Gilmar Mendes: Inquérito das Fake News sem Fim e Críticas a Investigações Longas Geram Polêmica no STF

Gilmar Mendes: Inquérito das Fake News sem Fim e Críticas a Investigações Longas Geram Polêmica no STF

Resumo

Gilmar Mendes em Foco: A Contradição nas Duração de Investigações no STF

O ministro Gilmar Mendes, decano do Supremo Tribunal Federal (STF), tem sido alvo de atenção devido a declarações que parecem contraditórias sobre a duração de investigações. Enquanto critica a prorrogação de inquéritos em um contexto, defende a continuidade de outro sem prazo definido, levantando questionamentos sobre a aplicação da lei e a segurança jurídica.

A divergência de posições se manifesta em relação a diferentes tipos de investigações. Uma análise recente de suas falas revela uma postura crítica à extensão de prazos em certas comissões, mas uma defesa veemente da manutenção de inquéritos específicos, como o das fake news, que já se arrasta por anos.

Essa dualidade de discursos tem gerado debates acalorados entre juristas e especialistas em direito, que apontam para a necessidade de prazos razoáveis e escopo definido em todas as investigações, sejam elas CPIs ou inquéritos judiciais, para garantir a proteção das garantias fundamentais e a estabilidade democrática. Acompanhe os detalhes dessa polêmica.

Críticas à Extensão de Prazos em Investigações

Há aproximadamente um mês, Gilmar Mendes se manifestou publicamente contra a continuidade da CPMI do INSS, criticando duramente a sucessão de prorrogações de investigações. Na ocasião, o decano do STF enfatizou que extensões indefinidas “não rimam” com o devido processo legal, sinalizando uma preocupação com a celeridade e o encerramento de procedimentos investigatórios.

A postura de Gilmar Mendes foi reforçada durante a CPMI do Crime Organizado, quando seu nome foi incluído em pedidos de indiciamento.
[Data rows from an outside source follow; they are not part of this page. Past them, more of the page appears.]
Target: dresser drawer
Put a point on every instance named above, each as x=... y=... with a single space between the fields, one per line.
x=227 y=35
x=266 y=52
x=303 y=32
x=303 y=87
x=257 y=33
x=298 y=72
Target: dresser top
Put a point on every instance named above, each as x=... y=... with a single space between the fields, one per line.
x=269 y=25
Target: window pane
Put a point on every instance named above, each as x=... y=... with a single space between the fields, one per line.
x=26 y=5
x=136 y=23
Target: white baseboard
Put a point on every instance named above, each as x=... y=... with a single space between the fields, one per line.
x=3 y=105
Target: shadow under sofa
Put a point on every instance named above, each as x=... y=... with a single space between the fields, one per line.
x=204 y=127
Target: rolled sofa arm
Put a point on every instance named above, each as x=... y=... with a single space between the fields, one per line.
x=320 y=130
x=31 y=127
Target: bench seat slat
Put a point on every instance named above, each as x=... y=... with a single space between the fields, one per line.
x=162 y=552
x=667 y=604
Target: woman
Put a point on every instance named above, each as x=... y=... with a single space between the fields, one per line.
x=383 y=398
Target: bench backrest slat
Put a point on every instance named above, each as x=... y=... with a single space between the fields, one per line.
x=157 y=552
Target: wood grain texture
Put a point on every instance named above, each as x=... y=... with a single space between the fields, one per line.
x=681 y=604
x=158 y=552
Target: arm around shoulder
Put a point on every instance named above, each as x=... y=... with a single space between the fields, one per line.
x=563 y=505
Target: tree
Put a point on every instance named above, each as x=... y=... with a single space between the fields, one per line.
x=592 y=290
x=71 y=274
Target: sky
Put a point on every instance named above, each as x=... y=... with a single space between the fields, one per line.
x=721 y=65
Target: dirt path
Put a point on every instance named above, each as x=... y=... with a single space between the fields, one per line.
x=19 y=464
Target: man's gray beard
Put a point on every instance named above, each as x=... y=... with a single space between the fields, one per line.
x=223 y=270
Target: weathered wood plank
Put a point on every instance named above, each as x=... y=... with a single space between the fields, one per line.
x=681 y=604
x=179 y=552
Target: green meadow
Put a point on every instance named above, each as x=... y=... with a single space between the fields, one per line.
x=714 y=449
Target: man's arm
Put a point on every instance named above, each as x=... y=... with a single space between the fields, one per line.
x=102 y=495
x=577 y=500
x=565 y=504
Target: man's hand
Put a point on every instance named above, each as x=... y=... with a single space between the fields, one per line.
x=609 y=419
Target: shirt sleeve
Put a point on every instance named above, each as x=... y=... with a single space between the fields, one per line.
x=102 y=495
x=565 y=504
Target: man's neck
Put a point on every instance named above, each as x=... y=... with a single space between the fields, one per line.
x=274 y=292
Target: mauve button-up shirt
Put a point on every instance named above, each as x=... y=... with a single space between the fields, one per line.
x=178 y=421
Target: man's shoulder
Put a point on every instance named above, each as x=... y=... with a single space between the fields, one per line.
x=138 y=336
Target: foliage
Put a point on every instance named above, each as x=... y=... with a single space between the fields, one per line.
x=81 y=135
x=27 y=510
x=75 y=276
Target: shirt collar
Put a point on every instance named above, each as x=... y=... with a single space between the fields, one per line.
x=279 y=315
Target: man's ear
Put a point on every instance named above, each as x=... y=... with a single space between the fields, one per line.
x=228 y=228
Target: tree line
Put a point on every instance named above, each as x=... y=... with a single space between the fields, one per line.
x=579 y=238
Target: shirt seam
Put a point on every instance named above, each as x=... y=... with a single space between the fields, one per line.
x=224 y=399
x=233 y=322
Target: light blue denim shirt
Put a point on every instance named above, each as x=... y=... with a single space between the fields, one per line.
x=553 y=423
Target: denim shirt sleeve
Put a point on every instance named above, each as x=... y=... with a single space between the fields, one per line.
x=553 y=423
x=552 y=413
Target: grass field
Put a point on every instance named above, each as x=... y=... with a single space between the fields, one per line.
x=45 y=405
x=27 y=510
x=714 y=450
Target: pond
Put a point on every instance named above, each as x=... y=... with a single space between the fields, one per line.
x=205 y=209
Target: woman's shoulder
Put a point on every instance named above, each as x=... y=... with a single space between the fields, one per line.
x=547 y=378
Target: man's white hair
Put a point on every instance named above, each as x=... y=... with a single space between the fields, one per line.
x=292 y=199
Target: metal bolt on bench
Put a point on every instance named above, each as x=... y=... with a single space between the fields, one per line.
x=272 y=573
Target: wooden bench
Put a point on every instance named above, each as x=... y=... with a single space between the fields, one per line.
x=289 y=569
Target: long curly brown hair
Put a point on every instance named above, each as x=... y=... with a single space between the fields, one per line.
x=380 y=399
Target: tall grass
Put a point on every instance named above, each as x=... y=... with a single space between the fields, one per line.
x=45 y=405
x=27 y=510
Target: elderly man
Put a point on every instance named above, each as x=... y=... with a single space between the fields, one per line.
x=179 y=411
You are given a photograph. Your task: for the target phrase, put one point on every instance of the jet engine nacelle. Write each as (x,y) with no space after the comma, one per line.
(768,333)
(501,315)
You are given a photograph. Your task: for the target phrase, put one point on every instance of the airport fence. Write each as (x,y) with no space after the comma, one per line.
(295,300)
Em resposta, o ministro defendeu que a Procuradoria-Geral da República (PGR) avaliasse se o senador Alessandro Vieira teria cometido “constrangimento institucional” ao propor tais indiciamentos. Essa reação demonstra uma sensibilidade particular quando as investigações o afetam diretamente.

Defesa do Inquérito das Fake News sem Prazo Definido

Em contraste com suas críticas à lentidão de outras investigações, Gilmar Mendes defendeu recentemente a continuidade do chamado inquérito das fake news. Em entrevista ao jornal O Globo, o ministro declarou que a investigação, que já dura sete anos, “vai acabar quando terminar”, demonstrando uma visão flexível sobre os prazos neste caso específico.

“Eu acho que foi um momento importante o Supremo ter aberto o inquérito e mantê-lo pelo menos até as eleições, acho que é relevante”, afirmou o ministro, ressaltando a importância percebida para o período eleitoral. Essa defesa da continuidade, mesmo sem um prazo final claro, diverge de seus argumentos sobre a necessidade de conclusões em outros procedimentos.

Incoerência e Riscos à Liberdade de Expressão

Especialistas em direito constitucional e penal apontam para uma incoerência nas falas de Gilmar Mendes. Alessandro Chiarottino, professor de Direito Constitucional, classifica a posição do ministro como de “incoerência total”, argumentando que a intenção pode ser a de “prolongar aquilo que se caracteriza como um instrumento para intimidar a oposição”.

André Pontarolli, professor de Direito Penal e Criminologia, explica que tanto CPIs quanto inquéritos policiais precisam obedecer a prazos razoáveis e ter um escopo bem definido. A ausência de um prazo determinado em investigações judiciais, como o inquérito das fake news, amplia o risco de “pesca probatória”, ou seja, uma busca indiscriminada por provas sem relação direta com o objeto inicial da investigação.

A advogada Katia Magalhães ressalta que inquéritos sem prazo definido e com objeto impreciso, como o das fake news, extrapolam os limites constitucionais. Ela afirma que esses procedimentos são criados “exatamente para tolher discursos políticos, o que é inconstitucional”, deixando a sociedade exposta a investigações que perduram anos, sujeitas à discricionariedade do ministro relator.